As far as I know there are three places you can store data between sessions. One is in a global variable defined in the app part of the code (ie, not in the server function). The second is to use cookies to save data in the user's browser. The third is to use the database (or a file saved to the disk storage).

My app does use cookies to keep track of the user from session to session, but this is a relatively tiny amount of information to pass back and forth.

Once you know who the user is you can also pull information out of the database, for example, that user's permissions or more.

App globals are shared by all sessions and users, so it's more difficult to figure out how to use them. But you could keep a user's data in an app-level list indexed by user and not even have to reload it when that user returns. And if the user didn't return you could delete it.

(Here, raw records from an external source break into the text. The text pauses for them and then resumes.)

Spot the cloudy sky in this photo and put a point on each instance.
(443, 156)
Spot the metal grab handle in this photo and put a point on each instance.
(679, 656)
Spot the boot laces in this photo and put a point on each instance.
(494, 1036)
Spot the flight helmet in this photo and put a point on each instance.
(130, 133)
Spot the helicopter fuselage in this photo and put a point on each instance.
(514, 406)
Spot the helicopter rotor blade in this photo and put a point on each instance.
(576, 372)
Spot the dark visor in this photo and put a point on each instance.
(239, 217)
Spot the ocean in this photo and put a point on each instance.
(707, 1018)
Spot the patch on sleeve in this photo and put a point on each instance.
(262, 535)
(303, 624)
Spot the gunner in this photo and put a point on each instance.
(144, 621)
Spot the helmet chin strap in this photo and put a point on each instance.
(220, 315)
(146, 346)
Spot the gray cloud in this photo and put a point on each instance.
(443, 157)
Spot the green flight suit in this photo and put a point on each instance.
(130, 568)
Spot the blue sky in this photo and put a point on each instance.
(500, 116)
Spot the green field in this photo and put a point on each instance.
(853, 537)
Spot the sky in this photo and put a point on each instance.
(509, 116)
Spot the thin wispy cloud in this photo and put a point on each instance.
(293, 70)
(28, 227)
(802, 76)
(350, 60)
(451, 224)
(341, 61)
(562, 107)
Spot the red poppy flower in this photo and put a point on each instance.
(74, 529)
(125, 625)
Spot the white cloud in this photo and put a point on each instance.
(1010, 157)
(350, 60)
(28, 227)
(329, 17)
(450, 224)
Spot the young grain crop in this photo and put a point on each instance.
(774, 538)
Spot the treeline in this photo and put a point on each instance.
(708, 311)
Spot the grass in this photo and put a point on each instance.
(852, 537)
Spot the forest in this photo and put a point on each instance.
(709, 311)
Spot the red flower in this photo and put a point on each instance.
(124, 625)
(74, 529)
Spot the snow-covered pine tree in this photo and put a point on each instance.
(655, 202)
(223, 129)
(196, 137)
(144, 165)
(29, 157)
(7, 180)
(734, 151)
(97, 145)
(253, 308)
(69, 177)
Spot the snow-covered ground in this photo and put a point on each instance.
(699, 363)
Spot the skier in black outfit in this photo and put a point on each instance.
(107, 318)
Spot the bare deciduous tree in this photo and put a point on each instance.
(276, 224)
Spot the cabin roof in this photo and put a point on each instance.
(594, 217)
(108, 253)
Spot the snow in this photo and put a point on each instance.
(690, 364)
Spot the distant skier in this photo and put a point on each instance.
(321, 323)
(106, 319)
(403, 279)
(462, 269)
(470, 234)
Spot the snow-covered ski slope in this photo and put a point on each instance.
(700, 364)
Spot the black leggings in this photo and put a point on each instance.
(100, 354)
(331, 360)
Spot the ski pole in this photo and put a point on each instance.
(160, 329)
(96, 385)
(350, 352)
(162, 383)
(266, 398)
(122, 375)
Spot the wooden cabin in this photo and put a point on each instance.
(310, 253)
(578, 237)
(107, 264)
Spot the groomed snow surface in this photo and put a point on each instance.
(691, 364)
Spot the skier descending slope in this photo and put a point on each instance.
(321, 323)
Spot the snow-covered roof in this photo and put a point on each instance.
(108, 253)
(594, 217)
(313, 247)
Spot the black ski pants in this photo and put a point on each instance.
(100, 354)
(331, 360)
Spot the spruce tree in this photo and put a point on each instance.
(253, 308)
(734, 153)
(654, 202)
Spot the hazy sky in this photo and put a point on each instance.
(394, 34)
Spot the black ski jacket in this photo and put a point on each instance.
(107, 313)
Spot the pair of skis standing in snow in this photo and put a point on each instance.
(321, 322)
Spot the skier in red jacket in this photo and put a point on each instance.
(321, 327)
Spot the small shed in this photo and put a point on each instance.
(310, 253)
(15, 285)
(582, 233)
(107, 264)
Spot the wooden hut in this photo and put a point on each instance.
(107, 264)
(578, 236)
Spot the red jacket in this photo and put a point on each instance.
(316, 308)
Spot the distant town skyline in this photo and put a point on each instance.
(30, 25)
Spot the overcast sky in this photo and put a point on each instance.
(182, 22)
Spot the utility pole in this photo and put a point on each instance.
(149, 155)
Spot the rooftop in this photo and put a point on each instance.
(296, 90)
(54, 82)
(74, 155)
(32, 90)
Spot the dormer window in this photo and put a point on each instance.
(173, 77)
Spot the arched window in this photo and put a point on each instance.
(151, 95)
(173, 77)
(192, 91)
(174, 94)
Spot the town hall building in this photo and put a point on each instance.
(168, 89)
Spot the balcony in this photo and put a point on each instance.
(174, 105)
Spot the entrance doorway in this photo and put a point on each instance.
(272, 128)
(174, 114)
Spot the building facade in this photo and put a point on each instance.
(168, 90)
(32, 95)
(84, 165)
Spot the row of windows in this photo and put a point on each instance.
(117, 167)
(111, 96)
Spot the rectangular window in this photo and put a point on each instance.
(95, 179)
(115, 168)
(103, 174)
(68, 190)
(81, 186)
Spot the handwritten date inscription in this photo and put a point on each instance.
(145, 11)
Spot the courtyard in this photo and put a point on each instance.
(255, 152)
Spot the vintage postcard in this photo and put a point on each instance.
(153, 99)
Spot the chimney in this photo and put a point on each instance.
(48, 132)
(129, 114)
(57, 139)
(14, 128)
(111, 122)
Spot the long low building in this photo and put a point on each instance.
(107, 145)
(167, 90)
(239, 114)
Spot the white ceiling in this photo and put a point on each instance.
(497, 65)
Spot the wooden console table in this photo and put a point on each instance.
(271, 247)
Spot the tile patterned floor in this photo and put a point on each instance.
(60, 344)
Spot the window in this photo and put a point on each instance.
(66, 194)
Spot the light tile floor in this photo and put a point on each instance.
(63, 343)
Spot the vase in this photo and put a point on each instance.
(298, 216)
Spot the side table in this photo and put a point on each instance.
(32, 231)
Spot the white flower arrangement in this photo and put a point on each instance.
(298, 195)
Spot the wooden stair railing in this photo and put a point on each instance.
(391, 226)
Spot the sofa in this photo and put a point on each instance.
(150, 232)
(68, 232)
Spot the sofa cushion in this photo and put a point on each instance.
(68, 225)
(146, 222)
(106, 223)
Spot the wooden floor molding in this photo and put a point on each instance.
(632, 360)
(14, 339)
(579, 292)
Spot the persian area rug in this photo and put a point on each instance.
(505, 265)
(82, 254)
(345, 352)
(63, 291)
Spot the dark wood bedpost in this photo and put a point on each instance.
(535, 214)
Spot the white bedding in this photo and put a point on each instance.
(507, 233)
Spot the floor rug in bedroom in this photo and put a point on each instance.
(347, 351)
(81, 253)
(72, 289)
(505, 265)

But if your site gets big enough that it's running on two servers (or in cloud terms, two "instances"), there would suddenly be two different sets of app variables, so I don't think this is a sustainable solution.

Because the non-server part of the code doesn't reload between sessions, and because each session loads a relatively small part of the totality of the server code, the performance hit between sessions is similar to what you'd see on a WordPress blog, which basically does the same thing.

However, I admit that if you needed to save and reload a large database between sessions, the performance hit could become a major issue.